Die Führungen übernehmen hier keine Lehrkräfte, sondern eigens dafür geschulte Kinder. Heute sind Celia und Tetsuro an der Reihe. „Darf ich dich fragen, wie alt du bist? Du darfst mich das dann auch fragen“, wendet sich Tepe an Tetsuro. „Ich bin acht Jahre alt“, antwortet der Junge mit japanischen Wurzeln höflich. Stille. „Möchtest du jetzt auch wissen, wie alt ich bin? Oder interessiert dich das eigentlich nicht?“ hakt Tepe nach. „Ich glaube, das interessiert mich nicht“, meint Tetsuro und bringt damit die GEW-Chefin zum Lachen. Schulleiterin Ute Mittrowann hat viele Gründe, zufrieden mit ihrem Job zu sein. Und doch schlägt auch sie sich mit einer Sorge herum: der zu geringen Personalausstattung. „Im Grundschulbereich haben wir einen Bedarf von ungefähr 400 Stunden“, berichtet sie. „Davon fehlt uns faktisch ein Viertel, und da sind krankheitsbedingte Fehlzeiten noch nicht einmal eingerechnet.“ Noch schlimmer sieht es beim sonderpädagogischen Bedarf aus. Hier können von den erforderlichen 90 Stunden derzeit nur elf Stunden geleistet werden.

„Bund muss mehr machen“

Bremerhavens Schuldezernent Michael Frost macht deutlich, dass aus kommunaler Sicht der Bund stärker in die Verantwortung für die Bildungspolitik gehen und steuernde Funktionen übernehmen müsse – sowohl was die finanzielle Ausstattung als auch die Qualifikation von Fachkräften angehe. „Der Bund muss dazu beitragen, dass der Konkurrenzkampf der Länder um Personal aufhört“, sagt Frost. Er zeigt sich mit Marlis Tepe darin einig, dass die Steuerung der Universitäten durch die Landesregierung nicht mehr funktioniere.

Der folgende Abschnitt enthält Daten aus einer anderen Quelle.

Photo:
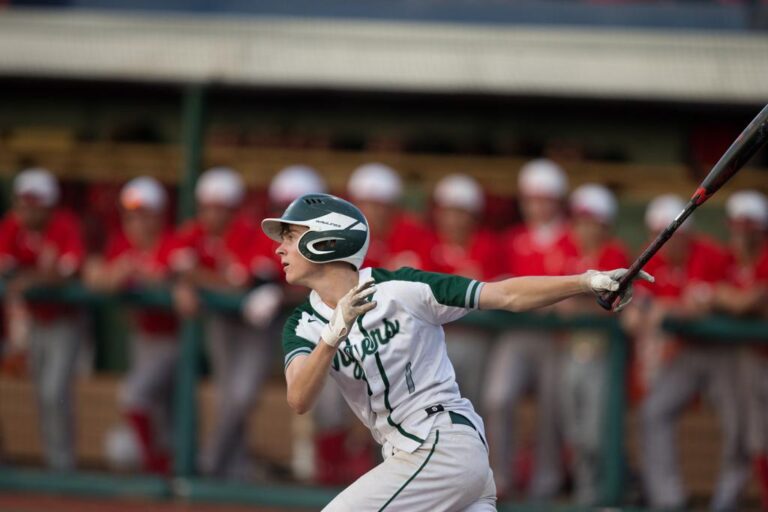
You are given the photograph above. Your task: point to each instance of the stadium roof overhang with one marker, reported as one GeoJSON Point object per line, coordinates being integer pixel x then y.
{"type": "Point", "coordinates": [675, 65]}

Das sei mitverantwortlich für den herrschenden Fachkräftemangel. „Es besteht ein Widerspruch zwischen der Freiheit der Wissenschaft und den Bedarfen der Gesellschaft“, betont er und verweist darauf, dass es an der Universität Bremen für die Sekundarstufe keinen Studiengang mit einem Schwerpunkt für inklusive Pädagogik gebe.

Ressourcen reichen nicht

Ob bei den anschließenden Besuchen der beiden Bremer Oberschulen an der Helgolander Straße und am Barkhof oder bei der Sitzung des Landesvorstands der GEW Bremen, es sind immer wieder dieselben Themen, die den Lehrkräften sowie Gewerkschafterinnen und Gewerkschaftern unter den Nägeln brennen: Die finanziellen und personellen Ressourcen zur gelungenen Umsetzung von Inklusion und Integration sowie für gute Bildung insgesamt reichen vorne und hinten nicht aus. Marlis Tepe: „Die Situation ist dramatisch und wirkt sich dramatisch aus.“ Drei der Kernforderungen, die sie an diesem Tag mehrfach zu hören bekommt – und die sie persönlich und die GEW ausdrücklich unterstützen: A 13 für alle Lehrkräfte, Anerkennung von Qualifikationen geflüchteter und eingewanderter Fachkräfte sowie Einführung von Deutsch als Zweitsprache (DaZ) als reguläres Schulfach.